PostWar_Salvatore Federico-Artist Page
Salvatore Federico
Salvatore Federico has had a long and distinguished artistic career, and the paintings he is now making are instantly recognisable as his. He creates boldly energetic abstract compositions, but somewhere within these designs there are what one might describe as gestures towards the idea of figuration. He was indeed at one time a figurative painter. Towards the end of the 1980s he was still making some figurative works.
Each work presents the viewer with a sign, crisply rendered on a ground of contrasting colour, or else on black. In paintings made a little earlier than those presented here, there are sometimes groups of signs, not just a single one. And where a sign appears singly, there is often, still, a hint of figurative reference. You can, if you insist, see the form as a bird, or else. In two cases at least, you perceive a highly simplified version of the famous Ancient Egyptian bust of Nefertiti, now in a museum in Berlin.
None of these subdued hints of figuration survive in Federico’s most recent work. Each painting now presents a single authoritative image, though often one with complex boundaries.
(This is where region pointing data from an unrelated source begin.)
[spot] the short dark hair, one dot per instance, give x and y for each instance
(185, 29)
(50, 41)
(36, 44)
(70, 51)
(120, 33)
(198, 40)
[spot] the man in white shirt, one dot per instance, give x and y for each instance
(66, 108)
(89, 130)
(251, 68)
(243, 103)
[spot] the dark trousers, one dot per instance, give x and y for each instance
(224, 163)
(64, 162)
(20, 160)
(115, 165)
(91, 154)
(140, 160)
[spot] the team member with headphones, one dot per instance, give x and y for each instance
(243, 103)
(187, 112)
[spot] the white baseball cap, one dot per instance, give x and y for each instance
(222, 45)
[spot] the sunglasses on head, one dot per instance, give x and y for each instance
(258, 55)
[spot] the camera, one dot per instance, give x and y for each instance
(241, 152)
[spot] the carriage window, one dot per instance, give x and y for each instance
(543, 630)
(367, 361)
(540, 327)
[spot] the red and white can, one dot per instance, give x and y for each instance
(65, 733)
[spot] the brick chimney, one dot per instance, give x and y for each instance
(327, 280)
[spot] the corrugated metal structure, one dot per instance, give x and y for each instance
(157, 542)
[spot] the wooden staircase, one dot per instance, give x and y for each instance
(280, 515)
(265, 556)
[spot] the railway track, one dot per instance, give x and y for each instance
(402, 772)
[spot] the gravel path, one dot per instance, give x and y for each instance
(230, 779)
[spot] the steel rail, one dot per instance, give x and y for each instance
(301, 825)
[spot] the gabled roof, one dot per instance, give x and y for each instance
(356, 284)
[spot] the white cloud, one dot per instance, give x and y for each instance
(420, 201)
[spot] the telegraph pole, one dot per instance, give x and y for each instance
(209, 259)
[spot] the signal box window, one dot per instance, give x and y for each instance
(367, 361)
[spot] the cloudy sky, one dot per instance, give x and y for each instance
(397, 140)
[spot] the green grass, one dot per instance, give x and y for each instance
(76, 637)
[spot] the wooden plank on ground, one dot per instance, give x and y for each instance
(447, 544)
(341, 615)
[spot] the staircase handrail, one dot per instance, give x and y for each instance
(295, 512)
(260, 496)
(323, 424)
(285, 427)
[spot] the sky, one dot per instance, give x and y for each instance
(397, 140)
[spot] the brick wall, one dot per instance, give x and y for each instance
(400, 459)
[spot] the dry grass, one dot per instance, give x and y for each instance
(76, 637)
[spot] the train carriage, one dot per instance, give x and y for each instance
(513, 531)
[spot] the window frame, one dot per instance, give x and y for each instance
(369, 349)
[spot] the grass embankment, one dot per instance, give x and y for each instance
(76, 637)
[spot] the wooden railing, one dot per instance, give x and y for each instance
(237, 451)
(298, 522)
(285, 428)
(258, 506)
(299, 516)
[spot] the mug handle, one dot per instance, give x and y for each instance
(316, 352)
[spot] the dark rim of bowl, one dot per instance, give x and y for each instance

This image is rendered using a single hue, without interior modelling, against a ground of contrasting hue which, in turn, is equally flat.
These big signs have something in common with contemporary commercial art – which is to say, with the commercial culture of billboards and large-scale advertisements that produced the Pop Art of the 1960s. They also have elements in common with things that are much more remote: with, for example, the hermetic symbols on encounters in ancient alchemical texts, or – still further – back. with some of the graffiti that speleologists encounter in long-ago inhabited caves. We know these signs have meaning, but they challenge us to interpret them.
The images they present are certainly not what aficionados of contemporary art will immediately recognise as Pop Art, a movement that arose to challenge the values espoused by the Abstract Expressionism that immediately preceded it in the art of the United States. Yet the paintings do undoubtedly have certain underlying characteristics in common with things familiar from typical Pop paintings – notably the use of clear-cut images against plain, uninflected fields of colour. Instead of offering a portrait of a film star, or one of a can of Campbell’s soup, they offer mysterious signs.
The challenge for a purely abstract art now is both to make itself relevant to the spectator, and, at the same time, to maintain an element of mystery – to occupy some corner of the mind in the individual who contemplates it, and to bring that spectator back to look again.
This is what Federico’s recent paintings do, using a deliberately restricted, but still very sophisticated range og technical means. The designs mysteriously change, resonate in a different way, each time you look at them. Looking is what they are about.